Simple SummaryDespite recent advances in treatment, metastasized prostate carcinoma (PC) still has a poor prognosis. Immunotherapy has revolutionized the landscape of cancer therapy, but a breakthrough for PC is missing. The success of immunotherapy in cancers is mostly due to recent strategies to mobilize T cells comprising immune checkpoint inhibition, CAR-T cells and bispecific antibodies (bsAbs). After introducing present approaches and immunotherapy in PC in general, we here review the current clinical development of bsAbs in PC treatment.Prostate carcinoma (PC) is the second most common cancer in men. When the disease becomes unresponsive to androgen deprivation therapy, the remaining treatment options are of limited benefit. Despite intense efforts, none of the T cell-based immunotherapeutic strategies that meanwhile have become a cornerstone for treatment of other malignancies is established in PC. This refers to immune checkpoint inhibition (CI), which generally reinforces T cell immunity as well as chimeric antigen receptor T (CAR-T) cells and bispecific antibodies (bsAbs) that stimulate the T cell receptor/CD3-complex and mobilize T cells in a targeted manner.
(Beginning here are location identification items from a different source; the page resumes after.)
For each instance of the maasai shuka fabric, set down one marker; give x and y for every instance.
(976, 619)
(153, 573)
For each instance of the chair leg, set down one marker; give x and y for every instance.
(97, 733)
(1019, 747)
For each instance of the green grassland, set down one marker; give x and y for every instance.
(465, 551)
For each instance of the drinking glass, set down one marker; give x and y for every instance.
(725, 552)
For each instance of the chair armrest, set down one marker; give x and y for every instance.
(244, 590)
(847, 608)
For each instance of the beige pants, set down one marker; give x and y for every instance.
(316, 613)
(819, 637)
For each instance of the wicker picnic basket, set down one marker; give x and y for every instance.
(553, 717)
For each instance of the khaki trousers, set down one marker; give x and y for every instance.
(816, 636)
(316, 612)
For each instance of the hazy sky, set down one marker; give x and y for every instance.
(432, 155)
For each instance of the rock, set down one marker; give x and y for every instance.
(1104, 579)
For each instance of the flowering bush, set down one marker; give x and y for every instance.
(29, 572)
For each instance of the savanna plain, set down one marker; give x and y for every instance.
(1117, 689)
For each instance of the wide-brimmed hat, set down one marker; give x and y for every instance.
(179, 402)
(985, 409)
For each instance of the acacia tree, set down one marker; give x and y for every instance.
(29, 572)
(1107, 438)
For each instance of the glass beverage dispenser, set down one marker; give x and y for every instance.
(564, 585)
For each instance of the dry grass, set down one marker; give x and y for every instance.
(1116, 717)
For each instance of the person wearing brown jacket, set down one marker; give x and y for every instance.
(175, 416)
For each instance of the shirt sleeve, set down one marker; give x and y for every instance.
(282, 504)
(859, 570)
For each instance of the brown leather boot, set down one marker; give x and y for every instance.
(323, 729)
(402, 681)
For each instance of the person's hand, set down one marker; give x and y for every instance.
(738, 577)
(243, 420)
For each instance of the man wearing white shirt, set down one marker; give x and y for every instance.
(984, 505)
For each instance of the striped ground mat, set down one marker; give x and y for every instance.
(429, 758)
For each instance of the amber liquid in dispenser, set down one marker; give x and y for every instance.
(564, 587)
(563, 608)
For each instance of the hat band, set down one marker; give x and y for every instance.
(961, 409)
In general, compared to CAR-T cells, bsAb would have the advantage of being an “off the shelf” reagent associated with less preparative effort, but at present, despite enormous efforts, neither CAR-T cells nor bsAbs are successful in solid tumors. Here, we focus on the various bispecific constructs that are presently in development for treatment of PC, and discuss underlying concepts and the state of clinical evaluation as well as future perspectives.